E4473's digital platform automatically flags when a buyer's handgun purchase triggers the five-business-day reporting threshold. No manual tracking, no missed reports. The system cross-references buyer data across all transactions and alerts your staff before the transfer is completed. Schedule a demo →
Record Keeping Requirements
You must retain a copy of every Form 3310.4 you file. The ATF does not specify a separate retention period for 3310.4 — the standard practice is to retain them alongside your 4473 records for the 20-year retention period (per 27 CFR 478.129) or until you discontinue business.
Organize your retained copies so they're cross-referenced to the corresponding 4473s. An IOI shouldn't have to ask you to find the 3310.4 that goes with a set of transactions — it should be immediately apparent.
Frequently Asked Questions
Does a 3310.4 replace the 4473?
No. Each firearm transfer still requires its own Form 4473 and NICS check. The 3310.4 is an additional reporting requirement on top of those.
What if the customer buys a handgun and a rifle in the same transaction?
Rifles don't count toward the handgun threshold (unless you're in a border state and the rifle meets the Demand Letter 3 criteria). One handgun plus one rifle does not trigger a 3310.4.
What if I sell two handguns to the same buyer exactly five business days apart?
Day 1 through Day 5 is within the window. If both transactions fall within that range, the report is required.
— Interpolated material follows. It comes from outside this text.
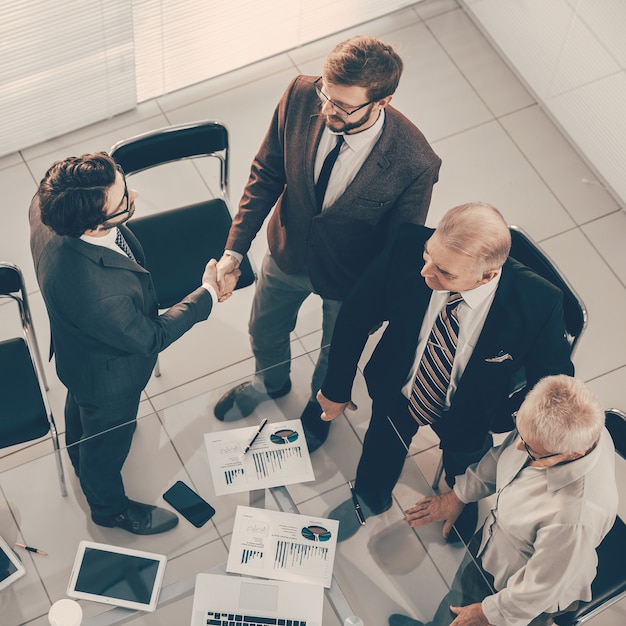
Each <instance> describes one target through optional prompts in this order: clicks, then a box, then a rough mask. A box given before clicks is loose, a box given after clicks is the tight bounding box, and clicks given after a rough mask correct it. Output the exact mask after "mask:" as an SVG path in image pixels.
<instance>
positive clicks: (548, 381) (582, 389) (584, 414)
mask: <svg viewBox="0 0 626 626" xmlns="http://www.w3.org/2000/svg"><path fill="white" fill-rule="evenodd" d="M517 423H518V425H519V424H523V426H524V434H525V435H526V436H527V437H528V438H529V439H531V440H532V441H536V442H537V443H540V444H541V445H542V446H543V447H544V448H545V449H546V450H547V451H549V452H560V453H562V454H570V453H572V452H583V451H585V452H586V451H587V450H589V449H590V448H591V447H592V446H593V445H594V444H595V443H596V442H597V441H598V439H599V437H600V434H601V432H602V429H603V428H604V409H603V408H602V404H601V403H600V400H599V399H598V397H597V396H596V394H595V393H593V391H591V389H589V387H587V386H586V385H585V383H583V382H582V381H581V380H579V379H577V378H573V377H572V376H566V375H565V374H559V375H557V376H547V377H546V378H542V379H541V380H540V381H539V382H538V383H537V384H536V385H535V386H534V388H533V389H531V391H530V392H529V393H528V395H527V396H526V399H525V400H524V402H523V403H522V406H521V407H520V409H519V411H518V413H517Z"/></svg>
Does the buyer know a report is being filed?
There is no federal requirement to notify the buyer that a 3310.4 is being filed. Some FFLs inform customers as a courtesy; others do not. It's your call.
Can I file the 3310.4 electronically?
The ATF accepts electronic submissions through certain channels. Check with your local ATF office for current submission methods. The CLEO copy may still need to be mailed or delivered.
What about private party transfers through my FFL?
If you facilitate a private party transfer and the recipient receives two or more handguns within five business days — even from different sellers — the reporting requirement applies because you are the transferring FFL on record.